We don't have gamma ray lasers, but you can use particle beams to get narrow gamma ray beams using laser Compton backscatter (in principle, you can also use positron annihilation in flight, but that's a tech path that we are not currently pursuing in favor of Compton backscatter).
How likely is it that the size of particle accelerator you'd need for a particle beam weapon is significantly larger/smaller than the one you'd need for an x-ray laser weapon? Similarly, am I correct that the accelerator for a graser would likely need to be orders of magnitude larger than the one for an x-ray laser? Does Compton backscatter present its own issues with miniaturization? How does positron annihilation in flight lead to a coherent beam?

Quote:
How could it work?

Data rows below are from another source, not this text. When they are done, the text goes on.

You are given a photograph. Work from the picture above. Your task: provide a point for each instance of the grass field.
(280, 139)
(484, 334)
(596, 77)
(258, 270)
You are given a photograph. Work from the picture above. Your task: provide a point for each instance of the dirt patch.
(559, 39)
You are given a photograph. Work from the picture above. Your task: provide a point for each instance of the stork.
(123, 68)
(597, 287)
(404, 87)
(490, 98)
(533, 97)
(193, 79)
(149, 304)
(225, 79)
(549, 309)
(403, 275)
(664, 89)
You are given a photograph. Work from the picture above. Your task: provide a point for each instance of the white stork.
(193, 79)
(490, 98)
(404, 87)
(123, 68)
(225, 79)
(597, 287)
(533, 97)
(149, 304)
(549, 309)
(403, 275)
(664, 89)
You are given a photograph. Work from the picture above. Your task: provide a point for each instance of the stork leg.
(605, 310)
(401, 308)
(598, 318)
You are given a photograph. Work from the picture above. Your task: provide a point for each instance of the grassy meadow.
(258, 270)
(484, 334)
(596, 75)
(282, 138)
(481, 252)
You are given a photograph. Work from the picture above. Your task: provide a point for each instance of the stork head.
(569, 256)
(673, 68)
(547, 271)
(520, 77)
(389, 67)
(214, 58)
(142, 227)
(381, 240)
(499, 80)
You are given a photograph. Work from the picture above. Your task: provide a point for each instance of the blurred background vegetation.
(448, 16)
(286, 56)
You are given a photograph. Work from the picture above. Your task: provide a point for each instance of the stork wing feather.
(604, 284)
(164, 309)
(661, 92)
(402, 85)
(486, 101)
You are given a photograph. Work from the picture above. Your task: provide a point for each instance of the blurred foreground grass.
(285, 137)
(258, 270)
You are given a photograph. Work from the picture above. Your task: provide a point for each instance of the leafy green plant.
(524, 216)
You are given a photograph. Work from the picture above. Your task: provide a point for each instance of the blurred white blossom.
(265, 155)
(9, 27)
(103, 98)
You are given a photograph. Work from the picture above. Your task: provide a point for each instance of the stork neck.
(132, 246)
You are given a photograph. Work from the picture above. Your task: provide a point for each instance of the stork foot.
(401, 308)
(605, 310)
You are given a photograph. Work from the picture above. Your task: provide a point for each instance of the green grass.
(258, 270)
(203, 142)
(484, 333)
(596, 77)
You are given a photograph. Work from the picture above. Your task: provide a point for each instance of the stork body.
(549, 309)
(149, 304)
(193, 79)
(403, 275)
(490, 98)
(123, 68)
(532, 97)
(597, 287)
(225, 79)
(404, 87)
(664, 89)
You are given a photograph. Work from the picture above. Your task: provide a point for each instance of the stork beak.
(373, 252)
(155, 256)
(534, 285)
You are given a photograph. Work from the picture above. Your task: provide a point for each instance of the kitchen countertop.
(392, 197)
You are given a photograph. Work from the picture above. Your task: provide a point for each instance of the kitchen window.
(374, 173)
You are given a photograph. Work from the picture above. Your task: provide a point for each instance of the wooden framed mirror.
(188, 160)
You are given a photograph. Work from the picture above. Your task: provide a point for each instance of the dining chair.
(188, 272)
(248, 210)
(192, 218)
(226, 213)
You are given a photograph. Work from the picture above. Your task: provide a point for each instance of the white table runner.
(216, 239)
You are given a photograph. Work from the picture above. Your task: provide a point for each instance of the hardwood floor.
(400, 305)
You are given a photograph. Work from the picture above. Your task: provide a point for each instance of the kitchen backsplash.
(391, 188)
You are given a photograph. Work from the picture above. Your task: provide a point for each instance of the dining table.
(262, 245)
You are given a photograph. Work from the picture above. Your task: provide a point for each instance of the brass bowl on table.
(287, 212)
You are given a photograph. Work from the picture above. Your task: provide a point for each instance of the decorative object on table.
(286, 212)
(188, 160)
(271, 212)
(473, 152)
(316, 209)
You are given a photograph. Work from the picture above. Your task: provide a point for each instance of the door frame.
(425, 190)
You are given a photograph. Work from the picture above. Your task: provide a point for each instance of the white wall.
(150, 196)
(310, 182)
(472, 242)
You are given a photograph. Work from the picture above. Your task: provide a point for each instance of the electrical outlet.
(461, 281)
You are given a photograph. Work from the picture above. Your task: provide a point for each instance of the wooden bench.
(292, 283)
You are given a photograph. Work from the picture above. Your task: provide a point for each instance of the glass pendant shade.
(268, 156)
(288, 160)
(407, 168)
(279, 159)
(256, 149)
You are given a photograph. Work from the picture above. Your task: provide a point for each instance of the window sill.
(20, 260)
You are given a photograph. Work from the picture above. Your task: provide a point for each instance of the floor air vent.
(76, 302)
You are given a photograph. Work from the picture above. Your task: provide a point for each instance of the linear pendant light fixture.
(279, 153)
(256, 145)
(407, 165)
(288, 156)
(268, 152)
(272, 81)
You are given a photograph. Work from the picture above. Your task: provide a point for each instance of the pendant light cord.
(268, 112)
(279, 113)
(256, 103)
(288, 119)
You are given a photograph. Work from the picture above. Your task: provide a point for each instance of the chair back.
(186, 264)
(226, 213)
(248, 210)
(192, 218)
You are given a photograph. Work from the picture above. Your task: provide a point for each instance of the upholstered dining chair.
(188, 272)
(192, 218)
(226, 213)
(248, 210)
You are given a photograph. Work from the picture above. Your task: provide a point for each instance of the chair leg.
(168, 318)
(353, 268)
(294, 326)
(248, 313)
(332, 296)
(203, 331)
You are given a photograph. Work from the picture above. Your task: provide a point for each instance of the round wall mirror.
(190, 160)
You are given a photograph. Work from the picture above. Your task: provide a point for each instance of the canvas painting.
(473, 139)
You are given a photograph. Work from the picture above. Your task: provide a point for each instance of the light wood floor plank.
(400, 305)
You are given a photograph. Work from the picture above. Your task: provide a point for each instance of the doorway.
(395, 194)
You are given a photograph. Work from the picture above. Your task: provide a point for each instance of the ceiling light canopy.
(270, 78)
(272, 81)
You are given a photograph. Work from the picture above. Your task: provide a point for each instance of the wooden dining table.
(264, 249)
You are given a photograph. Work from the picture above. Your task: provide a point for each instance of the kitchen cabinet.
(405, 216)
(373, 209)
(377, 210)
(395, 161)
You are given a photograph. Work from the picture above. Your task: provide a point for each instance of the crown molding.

You accelerate up a bunch of electrons and send it through the gap between two Halbach arrays of magnets (a "wiggler").
https://en.wikipedia.org/wiki/Halbach_array
This forces the electrons to move in a sinusoidal pattern. The modes of the electromagnetic field whose force is constantly opposing the motion of the electrons will have work done on them and be amplified. With a suitably long wiggler or a resonant cavity, you can get a very narrow band of modes, like a laser beam. If the radiation field is intense enough and the wiggler is long enough, the electrons will self-organize into bunches to produce super-radiant coherent motion. Now you have a free electron laser.

For a tuneable FEL, you will need separate wigglers for different frequency bands. The wiggler for the x-rays will have a pitch way too short for when you need visible light, so you would divert the electron bunches to a visible light wiggler. (The visible light wiggler would probably also be inside a Fabry-Perot resonant cavity,
https://en.wikipedia.org/wiki/Fabry%...interferometer
allowing you to achieve your laser behavior threshold with a much shorter wiggler.)

Luke
So TLDR; if you want to justify a non-tunable x-ray laser you could assume the multiple wigglers was not worth the trouble?